第4話:輪郭するもの
わたしたちは、生きる中で誰かに“名前”を与えられ、かたちを定められ、理解されることを避けられない。
けれど、それは本当に「わたし」なのだろうか。
この章では、そんな問いに抗いながら、「描かれること」への違和を抱いたひとりの存在の声を綴ります。

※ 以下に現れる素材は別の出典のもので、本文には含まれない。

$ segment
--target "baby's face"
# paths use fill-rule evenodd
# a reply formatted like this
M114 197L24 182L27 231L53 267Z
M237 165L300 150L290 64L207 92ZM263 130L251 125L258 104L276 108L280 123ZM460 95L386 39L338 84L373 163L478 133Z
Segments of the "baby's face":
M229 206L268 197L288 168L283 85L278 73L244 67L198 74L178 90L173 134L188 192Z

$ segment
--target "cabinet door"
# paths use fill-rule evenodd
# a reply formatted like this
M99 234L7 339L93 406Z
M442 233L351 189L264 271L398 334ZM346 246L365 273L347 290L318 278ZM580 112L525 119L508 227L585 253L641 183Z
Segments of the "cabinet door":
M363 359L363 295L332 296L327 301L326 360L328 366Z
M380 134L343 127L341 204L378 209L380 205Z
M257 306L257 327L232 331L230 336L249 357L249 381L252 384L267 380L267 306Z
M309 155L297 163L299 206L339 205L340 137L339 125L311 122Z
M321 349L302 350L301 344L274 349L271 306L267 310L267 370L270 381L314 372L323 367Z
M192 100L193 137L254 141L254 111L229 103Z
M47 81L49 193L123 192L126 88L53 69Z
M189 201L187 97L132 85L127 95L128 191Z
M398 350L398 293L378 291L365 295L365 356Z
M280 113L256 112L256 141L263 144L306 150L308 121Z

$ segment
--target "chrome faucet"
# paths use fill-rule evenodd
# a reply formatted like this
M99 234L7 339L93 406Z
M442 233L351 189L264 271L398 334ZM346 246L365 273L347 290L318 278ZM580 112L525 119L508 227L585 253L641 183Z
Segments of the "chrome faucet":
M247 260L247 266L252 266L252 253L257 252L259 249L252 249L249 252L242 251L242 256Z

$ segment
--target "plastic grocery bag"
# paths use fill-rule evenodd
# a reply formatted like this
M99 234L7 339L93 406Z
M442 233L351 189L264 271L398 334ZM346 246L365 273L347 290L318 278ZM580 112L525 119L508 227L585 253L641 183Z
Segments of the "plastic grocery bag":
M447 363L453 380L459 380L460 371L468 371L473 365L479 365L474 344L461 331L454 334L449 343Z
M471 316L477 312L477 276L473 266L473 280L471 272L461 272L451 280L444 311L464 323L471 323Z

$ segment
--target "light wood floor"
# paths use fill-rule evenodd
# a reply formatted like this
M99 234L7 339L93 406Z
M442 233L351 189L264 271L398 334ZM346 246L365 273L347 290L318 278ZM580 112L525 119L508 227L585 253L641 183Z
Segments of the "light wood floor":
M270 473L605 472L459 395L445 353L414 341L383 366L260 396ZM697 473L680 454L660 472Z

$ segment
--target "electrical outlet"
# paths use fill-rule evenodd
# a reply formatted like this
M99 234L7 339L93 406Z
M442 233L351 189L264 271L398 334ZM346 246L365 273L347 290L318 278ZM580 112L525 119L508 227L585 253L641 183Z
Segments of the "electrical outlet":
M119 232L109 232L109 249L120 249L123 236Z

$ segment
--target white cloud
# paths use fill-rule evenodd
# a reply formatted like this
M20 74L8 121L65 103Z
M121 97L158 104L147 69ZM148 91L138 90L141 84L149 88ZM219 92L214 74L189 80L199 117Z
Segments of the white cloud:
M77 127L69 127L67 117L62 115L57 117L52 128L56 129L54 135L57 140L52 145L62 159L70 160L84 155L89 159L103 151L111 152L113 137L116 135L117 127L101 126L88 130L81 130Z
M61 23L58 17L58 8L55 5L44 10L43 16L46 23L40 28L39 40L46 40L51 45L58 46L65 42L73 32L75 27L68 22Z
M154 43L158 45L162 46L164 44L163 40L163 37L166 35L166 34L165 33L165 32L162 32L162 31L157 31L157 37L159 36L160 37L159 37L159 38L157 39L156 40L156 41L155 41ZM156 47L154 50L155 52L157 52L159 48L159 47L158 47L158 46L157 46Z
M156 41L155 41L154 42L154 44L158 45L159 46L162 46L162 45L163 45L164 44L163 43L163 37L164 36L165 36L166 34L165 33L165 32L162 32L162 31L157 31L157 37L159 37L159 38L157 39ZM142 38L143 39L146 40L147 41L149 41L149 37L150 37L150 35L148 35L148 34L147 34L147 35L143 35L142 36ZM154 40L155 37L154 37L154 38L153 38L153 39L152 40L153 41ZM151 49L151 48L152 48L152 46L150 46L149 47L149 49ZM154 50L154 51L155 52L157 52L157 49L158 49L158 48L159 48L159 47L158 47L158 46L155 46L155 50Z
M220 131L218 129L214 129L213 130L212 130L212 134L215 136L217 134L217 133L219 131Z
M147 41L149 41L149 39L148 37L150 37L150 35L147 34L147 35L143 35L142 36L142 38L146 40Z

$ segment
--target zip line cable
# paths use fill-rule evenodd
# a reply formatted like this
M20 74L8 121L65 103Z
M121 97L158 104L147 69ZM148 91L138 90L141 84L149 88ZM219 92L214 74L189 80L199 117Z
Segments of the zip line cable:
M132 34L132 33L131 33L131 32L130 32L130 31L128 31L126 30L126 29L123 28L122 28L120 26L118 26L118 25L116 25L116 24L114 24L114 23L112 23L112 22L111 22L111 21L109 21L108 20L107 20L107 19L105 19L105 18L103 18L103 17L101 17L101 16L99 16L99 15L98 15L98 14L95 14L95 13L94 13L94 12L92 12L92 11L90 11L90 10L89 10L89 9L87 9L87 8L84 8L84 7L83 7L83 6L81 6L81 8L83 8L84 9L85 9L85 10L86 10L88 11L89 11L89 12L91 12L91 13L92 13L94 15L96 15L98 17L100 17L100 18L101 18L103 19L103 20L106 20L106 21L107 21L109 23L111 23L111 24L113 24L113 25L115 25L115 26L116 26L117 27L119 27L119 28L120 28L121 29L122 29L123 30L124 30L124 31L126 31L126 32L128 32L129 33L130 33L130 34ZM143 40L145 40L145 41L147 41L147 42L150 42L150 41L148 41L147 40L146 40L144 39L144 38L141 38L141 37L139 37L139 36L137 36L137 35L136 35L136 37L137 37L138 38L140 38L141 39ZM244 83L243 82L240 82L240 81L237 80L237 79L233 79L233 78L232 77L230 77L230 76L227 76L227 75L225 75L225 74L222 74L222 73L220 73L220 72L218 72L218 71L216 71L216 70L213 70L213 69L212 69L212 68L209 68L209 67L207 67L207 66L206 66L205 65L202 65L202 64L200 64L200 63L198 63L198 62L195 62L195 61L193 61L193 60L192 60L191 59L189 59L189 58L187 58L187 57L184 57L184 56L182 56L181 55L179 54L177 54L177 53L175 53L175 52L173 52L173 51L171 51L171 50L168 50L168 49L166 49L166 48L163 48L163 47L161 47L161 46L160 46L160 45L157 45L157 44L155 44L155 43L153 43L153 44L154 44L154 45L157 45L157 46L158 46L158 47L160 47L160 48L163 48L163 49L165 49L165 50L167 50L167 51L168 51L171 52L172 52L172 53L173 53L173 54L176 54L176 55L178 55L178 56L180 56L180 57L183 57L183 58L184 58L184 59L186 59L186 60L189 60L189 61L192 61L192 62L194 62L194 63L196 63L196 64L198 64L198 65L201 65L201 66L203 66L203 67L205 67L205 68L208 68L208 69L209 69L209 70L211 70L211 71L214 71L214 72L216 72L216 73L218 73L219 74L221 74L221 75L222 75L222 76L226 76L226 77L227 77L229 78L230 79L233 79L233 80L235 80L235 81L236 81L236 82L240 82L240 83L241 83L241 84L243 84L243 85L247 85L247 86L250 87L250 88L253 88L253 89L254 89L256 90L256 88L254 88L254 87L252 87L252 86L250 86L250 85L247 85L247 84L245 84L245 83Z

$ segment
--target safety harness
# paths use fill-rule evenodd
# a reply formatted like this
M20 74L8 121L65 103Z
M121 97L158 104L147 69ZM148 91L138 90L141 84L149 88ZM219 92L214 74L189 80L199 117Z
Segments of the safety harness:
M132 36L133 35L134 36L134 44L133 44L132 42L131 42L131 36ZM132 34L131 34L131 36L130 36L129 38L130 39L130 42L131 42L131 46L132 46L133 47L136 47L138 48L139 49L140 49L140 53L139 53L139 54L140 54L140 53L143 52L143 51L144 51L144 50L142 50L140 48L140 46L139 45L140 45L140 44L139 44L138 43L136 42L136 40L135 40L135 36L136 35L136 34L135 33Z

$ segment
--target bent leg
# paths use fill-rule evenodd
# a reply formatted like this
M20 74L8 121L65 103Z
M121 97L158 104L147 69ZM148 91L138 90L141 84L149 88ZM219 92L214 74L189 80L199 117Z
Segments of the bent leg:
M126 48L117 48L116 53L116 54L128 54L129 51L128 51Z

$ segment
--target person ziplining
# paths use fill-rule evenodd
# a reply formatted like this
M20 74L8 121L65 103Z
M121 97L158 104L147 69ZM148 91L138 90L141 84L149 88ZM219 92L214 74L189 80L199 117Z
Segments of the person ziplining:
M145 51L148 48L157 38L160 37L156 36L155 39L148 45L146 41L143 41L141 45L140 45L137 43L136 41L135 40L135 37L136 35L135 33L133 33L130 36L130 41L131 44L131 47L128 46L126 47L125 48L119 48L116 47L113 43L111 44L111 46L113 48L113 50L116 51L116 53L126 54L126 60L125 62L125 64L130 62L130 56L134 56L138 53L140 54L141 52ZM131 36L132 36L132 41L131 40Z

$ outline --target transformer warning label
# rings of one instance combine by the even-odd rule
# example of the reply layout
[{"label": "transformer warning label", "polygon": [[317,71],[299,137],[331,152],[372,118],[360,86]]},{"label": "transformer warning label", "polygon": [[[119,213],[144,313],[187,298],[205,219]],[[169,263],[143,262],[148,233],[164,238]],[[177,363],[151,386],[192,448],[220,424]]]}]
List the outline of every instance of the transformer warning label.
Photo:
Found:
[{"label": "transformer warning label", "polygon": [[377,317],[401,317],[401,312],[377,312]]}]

仄かに、しかし確かに光る「名づけられていないわたし」の輪郭をたどるために。
それは視た瞬間ではなかった。
触れたときでもない。
わたしは「わたしの輪郭が描かれてしまった瞬間」に、はじめて何かを拒絶した。
肉体が、外からの視線によって“定まってしまった”。
それは、まるで自分のかたちを、自分より先に他者が覚えてしまったような不快だった。
わたしの皮膚はわたしのものではなくなり、
骨格は名前のない“理解”の中に編み込まれ、
声は「発された言葉」ではなく、「聴かれた音」になっていた。
XXXXは、その最初の違和感とともに現れた。
視えたわけではない。
けれど、あれを起点として、
**世界がわたしを“判読しようとしはじめた”**のだ。
あれは、視られるものではなく、
視るという行為そのものの痕跡だったのかもしれない。
仄命子という名も、後に誰かが勝手に与えたものにすぎない。
わたしはそれを内側から否定した。
かたちを描かれること。
名を定められること。
「ここからここまでがあなたです」と言われること。
それは輪郭の暴力だ。
理解ではなく、“切断”という名の親切。
わたしは、自分の皮膚の下で膨張する圧力に気づいていた。
視られることに似た感覚が、
常に内側から肉体をこすりつづけていた。
だからわたしは、触れようとした。
他者ではない。
あれでもない。
わたし自身の“内側の中心”に、触れようとした。
指をあてるたびに、境界が消える。
かたちが乱れ、
存在の周縁があいまいになっていく。
わたしは、わたしでいることを壊していた。
仄命子が視えてしまったことなど、ほんとうはどうでもいい。
わたしは仄命子の出現以前に、
“誰かに描かれたわたし”をすでに拒絶していた。
輪郭があることは、
やさしさに似ている。
だが、それは同時に檻でもある。
名があることは、
居場所を与えてくれる。
だが、それは同時に“わたし以外の誰かの手”によるものだ。
わたしは、仄命子に出会ってしまったのではない。
仄命子のようなものを、わたしの内部に見出してしまっただけなのだ。
描かれるな。視られるな。命名されるな。
そんな声が、わたしの肉体の中心で生まれた。
けれどその声が届く場所には、
すでに何層もの名前の皮膜が貼られていた。
それでも、
かろうじて残った“わたしの名づけられていない部分”が、
いまも深部で微かに光っている気がした。
わたしは、そこに指をのばし続けている。
輪郭を消すために。
これは「仄命子」という存在を借りて、視線と名づけに囚われた身体が、自分の内側へと沈み込もうとする過程の断片です。
誰かに「そうだ」と言われた自分ではなく、
まだ言葉にも形にもなっていない“わたし”に触れたいと願うこと。
それは不確かで、時に痛みを伴う営みだけれど、
輪郭のない場所にこそ、本当の自由が息づいているのかもしれません。